12月12日土曜日、早稲田大学文学部で装幀家の奥定泰之さん(写真右)と思潮社編集部の出本さん(写真左)とともに、イベントに出演。多くの学生さんが参加してくださった。ありがとうございました。
最初は、エディターの出本さんが『耳の笹舟』(思潮社)から選んでくださった「耳鳴り」を、ハンドアウトをもとに朗読。つづいて装幀と編集、そして詩の執筆など、一冊の詩集の生成をめぐって三人でトークした。
下記は、奥定さんが許可くださった、『耳の笹舟』秘伝レシピ。ブックデザイナー志望の方は刮目あれ!
[資材]
カバー:モス・130ライトグレー
オビ:リ・シマメ・スノーホワイト
表紙:彩雲・あじさい
見返し:彩雲・あじさい
本文:OKミルクリーム・ロゼ
[本文フォント]
漢字:ヒラギノ明朝 W3
かな:游築36ポ仮名 W2
奥定さんの装幀は、詩中の言葉にインスパイアされてはじまるという。
もちろん「音ずれ」もあったのだが、「透き間」という言葉にも反応されたそうだ。
『耳の笹舟』は、上記のようにモスの表紙カバーのしたにちらりと見える、本体表紙にマーブル調のスカイブルーの紙があしらわれていて、とくに目をひく詩集だ。奥定さんは『耳の笹舟』は本質的に中間言語の領域、つまり「透き間」の言葉と考えたのだとか。この把握が、装幀のモティーフにつながったという。また、本文用紙も極薄の赤味がついており、活字の特色黒を微妙に変化させる。ぼくの目だと、自然光のしたでかすかに藍へとかたむくのだ。
それと、ぼくはよく見返しにサインをするのだが、これも奥定さん、よく観察されている。青空色の和紙にちかい特殊紙に万年筆でサインすると、じつに、映える。ぼくには、なんだかもったいない。
奥定さんの装幀は斬新でありながら、同時に深さを感受させる。詩集を読みすすめながら、ひとひとつ、装幀の妙に気づかされるしかけやたくらみにみちていると思う。その意味で、詩的書物は装幀自体も、喩と多義性へひらかれることになる。
エディターの出本さんもいっしょに、装幀の色校やゲラの一部をもちいながら、本の生成の現場を語られていた。
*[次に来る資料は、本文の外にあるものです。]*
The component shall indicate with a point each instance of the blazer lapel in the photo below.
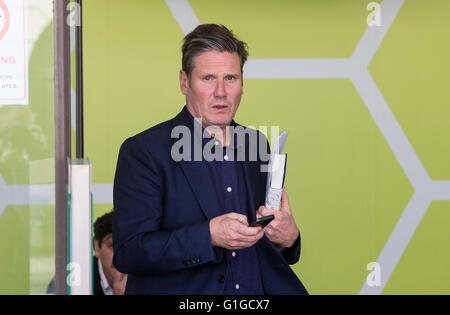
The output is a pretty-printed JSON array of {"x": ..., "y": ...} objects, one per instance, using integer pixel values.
[{"x": 197, "y": 172}]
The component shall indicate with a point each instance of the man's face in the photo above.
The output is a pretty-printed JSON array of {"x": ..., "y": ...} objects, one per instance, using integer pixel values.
[
  {"x": 105, "y": 253},
  {"x": 214, "y": 90}
]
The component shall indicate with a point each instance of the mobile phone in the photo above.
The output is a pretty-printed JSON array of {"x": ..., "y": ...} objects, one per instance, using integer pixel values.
[{"x": 263, "y": 221}]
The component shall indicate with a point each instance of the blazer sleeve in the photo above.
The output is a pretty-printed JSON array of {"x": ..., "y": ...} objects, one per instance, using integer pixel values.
[
  {"x": 140, "y": 247},
  {"x": 292, "y": 254}
]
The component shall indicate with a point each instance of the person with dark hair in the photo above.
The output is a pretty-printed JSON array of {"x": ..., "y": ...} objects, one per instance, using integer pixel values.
[
  {"x": 107, "y": 280},
  {"x": 186, "y": 189}
]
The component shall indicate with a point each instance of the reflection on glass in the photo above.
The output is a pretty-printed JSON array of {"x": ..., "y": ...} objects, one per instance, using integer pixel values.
[{"x": 26, "y": 147}]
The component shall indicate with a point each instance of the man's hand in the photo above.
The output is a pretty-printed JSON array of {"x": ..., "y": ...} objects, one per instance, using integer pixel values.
[
  {"x": 231, "y": 231},
  {"x": 282, "y": 231},
  {"x": 119, "y": 283}
]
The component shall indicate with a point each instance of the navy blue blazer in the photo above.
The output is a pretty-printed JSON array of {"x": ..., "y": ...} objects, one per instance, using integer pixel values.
[{"x": 161, "y": 219}]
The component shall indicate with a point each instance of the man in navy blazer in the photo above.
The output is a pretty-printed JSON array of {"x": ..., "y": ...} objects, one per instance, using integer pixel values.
[{"x": 181, "y": 217}]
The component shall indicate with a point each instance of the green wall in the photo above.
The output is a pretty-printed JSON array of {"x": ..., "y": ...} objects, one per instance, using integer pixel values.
[{"x": 347, "y": 186}]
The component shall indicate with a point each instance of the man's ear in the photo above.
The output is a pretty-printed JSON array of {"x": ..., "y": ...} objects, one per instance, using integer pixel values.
[
  {"x": 184, "y": 82},
  {"x": 96, "y": 248}
]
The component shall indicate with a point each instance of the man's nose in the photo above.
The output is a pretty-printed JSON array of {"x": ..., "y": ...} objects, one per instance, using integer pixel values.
[{"x": 220, "y": 89}]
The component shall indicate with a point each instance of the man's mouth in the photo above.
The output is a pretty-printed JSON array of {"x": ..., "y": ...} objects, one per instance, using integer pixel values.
[{"x": 220, "y": 106}]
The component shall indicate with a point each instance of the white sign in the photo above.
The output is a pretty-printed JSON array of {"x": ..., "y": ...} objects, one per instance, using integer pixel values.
[{"x": 13, "y": 53}]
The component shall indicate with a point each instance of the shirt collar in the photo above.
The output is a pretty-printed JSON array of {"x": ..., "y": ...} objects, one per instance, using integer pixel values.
[{"x": 206, "y": 139}]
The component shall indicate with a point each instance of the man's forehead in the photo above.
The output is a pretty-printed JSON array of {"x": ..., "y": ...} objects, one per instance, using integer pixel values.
[{"x": 213, "y": 59}]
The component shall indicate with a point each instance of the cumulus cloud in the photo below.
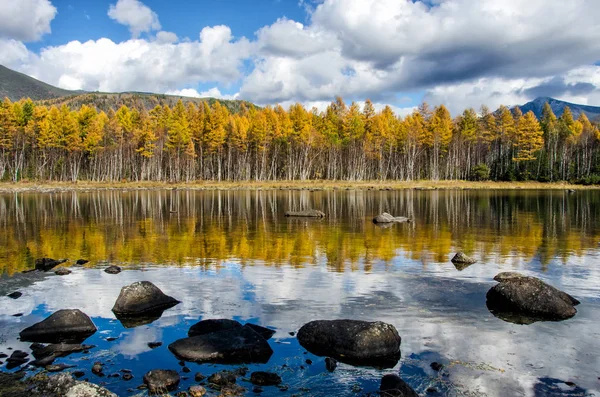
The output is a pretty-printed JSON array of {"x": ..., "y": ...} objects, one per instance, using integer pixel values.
[
  {"x": 135, "y": 15},
  {"x": 25, "y": 20}
]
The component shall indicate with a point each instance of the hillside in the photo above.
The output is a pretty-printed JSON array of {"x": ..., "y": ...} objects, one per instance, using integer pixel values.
[
  {"x": 558, "y": 107},
  {"x": 15, "y": 86}
]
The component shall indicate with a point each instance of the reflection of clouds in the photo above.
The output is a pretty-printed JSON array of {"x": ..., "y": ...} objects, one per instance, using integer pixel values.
[{"x": 433, "y": 313}]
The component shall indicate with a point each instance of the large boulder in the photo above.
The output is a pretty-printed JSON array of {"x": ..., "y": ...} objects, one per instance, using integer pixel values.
[
  {"x": 46, "y": 264},
  {"x": 352, "y": 341},
  {"x": 67, "y": 325},
  {"x": 393, "y": 386},
  {"x": 387, "y": 218},
  {"x": 141, "y": 298},
  {"x": 161, "y": 380},
  {"x": 524, "y": 300},
  {"x": 306, "y": 214},
  {"x": 238, "y": 345}
]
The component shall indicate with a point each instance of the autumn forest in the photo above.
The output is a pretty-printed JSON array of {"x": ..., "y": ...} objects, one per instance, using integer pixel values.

おふたりの興奮が伝わってくる。
今年の初夏に出本さんにお渡しした『耳の笹舟』の原稿用紙は、二百枚にのぼった。完全な紙幅オーバーで、高木総編集長と出本さんによって半分以下に選別された。さらに総ページ数130頁内におさまるように、詩行をシェイプアップしてきたのだった。
海外翻訳はあっても日本語での掲載がない詩も数篇でてきてしまい、ぼくではわからない客観的で的確なアドバイスをくださったのが、高木さん、出本さんだった。
それでも『耳の笹舟』は通常の詩集の1.5倍の行数。今回の詩集はぼくにとっても、エディターと詩人が二人三脚で編んだ、という感想がある。
そんなトークが一時間半におよんだ。学生のみなさんも、とても真剣にきいてくださった。
終了後は、神楽坂で打ち上げ。奥定さんがご馳走してくださる。アイリッシュパブで、ハギスを食べ、英国風に仕上げた泡のない地ビールを飲む。蕎麦屋でマッサンのブレイクでさらに手にはいりにくくなった広島の銘酒「竹鶴 」をぬる燗で呑む。
ぼくらは、かなり呑んだ。夜の街に消えてゆく出本さんを送ったあと、奥定さんを誘って、飯田橋「西安」に名人芸の刀削麺を食べに。奥定さんはちゃんと?いちばん辛い麻辣麺を食された。
多忙なおふたりが、土曜日にめいっぱいつきあってくださった。おおいに呑み、話した。そのことが、とてもうれしい。
こんどは、浦和にもきてくださいと、再会を約束したのだった。